# Billy Bones?



## northwet smoker (Sep 13, 2008)

Anyone try his rubs? Ordered up a couple of ECB charcoal pans to use as the water pan in my WSM and decided to add a few of his rubs in to make the shipping worthwhile. I've heard good things while cruising around the web but was wondering if anyone here has tried them. I got the competition blend and the beef master. Any thoughts?
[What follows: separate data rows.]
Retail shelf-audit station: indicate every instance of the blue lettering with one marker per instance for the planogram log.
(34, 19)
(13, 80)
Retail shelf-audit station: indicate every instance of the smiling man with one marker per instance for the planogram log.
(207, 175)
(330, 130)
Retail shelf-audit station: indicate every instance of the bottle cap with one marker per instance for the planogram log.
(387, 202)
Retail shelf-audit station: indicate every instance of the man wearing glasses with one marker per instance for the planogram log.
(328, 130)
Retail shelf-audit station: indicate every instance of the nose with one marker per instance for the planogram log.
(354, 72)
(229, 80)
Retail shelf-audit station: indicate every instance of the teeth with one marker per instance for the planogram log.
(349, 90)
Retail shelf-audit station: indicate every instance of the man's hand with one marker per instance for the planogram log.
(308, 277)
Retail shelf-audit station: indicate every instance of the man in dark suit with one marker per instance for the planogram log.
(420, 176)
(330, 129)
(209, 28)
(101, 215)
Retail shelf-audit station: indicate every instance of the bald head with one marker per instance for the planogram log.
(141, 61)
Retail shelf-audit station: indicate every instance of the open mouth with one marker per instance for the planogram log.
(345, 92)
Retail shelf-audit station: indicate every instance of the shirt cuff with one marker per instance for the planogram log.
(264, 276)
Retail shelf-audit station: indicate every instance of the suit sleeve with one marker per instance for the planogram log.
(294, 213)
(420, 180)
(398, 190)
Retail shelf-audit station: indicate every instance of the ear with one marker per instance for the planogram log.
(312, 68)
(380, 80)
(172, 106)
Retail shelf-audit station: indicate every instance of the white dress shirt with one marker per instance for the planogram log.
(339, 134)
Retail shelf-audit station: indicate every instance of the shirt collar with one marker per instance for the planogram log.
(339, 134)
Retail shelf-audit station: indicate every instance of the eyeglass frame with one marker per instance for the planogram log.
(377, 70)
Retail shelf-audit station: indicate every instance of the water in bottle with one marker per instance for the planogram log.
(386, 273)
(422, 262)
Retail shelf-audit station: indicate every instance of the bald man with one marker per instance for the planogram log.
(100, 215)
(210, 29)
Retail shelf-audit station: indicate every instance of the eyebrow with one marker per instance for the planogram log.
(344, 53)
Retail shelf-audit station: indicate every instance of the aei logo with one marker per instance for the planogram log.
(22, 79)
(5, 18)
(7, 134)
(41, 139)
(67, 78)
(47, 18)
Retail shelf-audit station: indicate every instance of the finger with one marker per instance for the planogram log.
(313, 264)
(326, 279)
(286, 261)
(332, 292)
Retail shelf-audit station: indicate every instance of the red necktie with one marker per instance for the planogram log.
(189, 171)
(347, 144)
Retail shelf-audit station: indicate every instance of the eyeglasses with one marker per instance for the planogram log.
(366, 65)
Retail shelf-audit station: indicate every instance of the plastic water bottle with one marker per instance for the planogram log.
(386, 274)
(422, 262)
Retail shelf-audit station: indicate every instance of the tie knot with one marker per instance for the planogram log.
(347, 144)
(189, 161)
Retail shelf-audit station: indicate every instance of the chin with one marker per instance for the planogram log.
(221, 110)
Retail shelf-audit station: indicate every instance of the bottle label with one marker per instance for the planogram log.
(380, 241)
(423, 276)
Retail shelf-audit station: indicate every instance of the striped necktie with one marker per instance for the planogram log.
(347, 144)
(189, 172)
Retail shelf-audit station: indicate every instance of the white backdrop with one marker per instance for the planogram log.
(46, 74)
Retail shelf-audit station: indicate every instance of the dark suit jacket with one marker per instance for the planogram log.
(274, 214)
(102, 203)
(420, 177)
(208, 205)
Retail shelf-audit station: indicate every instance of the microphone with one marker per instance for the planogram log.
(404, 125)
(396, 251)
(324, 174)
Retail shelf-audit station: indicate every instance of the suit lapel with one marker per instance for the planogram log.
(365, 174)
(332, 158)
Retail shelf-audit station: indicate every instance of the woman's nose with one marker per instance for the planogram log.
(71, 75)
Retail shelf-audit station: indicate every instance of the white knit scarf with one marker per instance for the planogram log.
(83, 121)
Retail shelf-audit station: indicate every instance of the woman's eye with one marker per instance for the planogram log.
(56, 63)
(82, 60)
Thanks.

Dave


----------



## douglaslizard (Sep 13, 2008)

great rubs the competition should be applied and let sit up to 8 hrs or longer depending on the meat what i do is apply it then before i put it on the smoker ill dab some more on.if you like the comp.then next order try the *** cherry mixed with it and there is a real treat.havent tried his beefmaster yet but it is on my next order.if you do the original put it on no more than an hour before you put it on the smoker


----------



## smokebuzz (Sep 13, 2008)

I agree with Doug, i have won money with it also.I like my rubs a little finer grind than what Billy Bones comes, so i tend to grind a little and mix back in with with some unground rub.
I havent bought many rubs , would rather make my own, but i REALLY like the products Mr Walls puts out.


----------



## forcedsquint (Oct 10, 2008)

I get it by the case and love it.

I can't wait to try the new Caribbean and Triple *** Cherry dry rubs. If you contact them they will allow you to purchased mix and match cases.


----------



## bbq bubba (Oct 10, 2008)

The competition rub is O.K., his original is pretty good.

The triple cherry is not even close to worth the money....

The caribbean is more like a coffee rub.


----------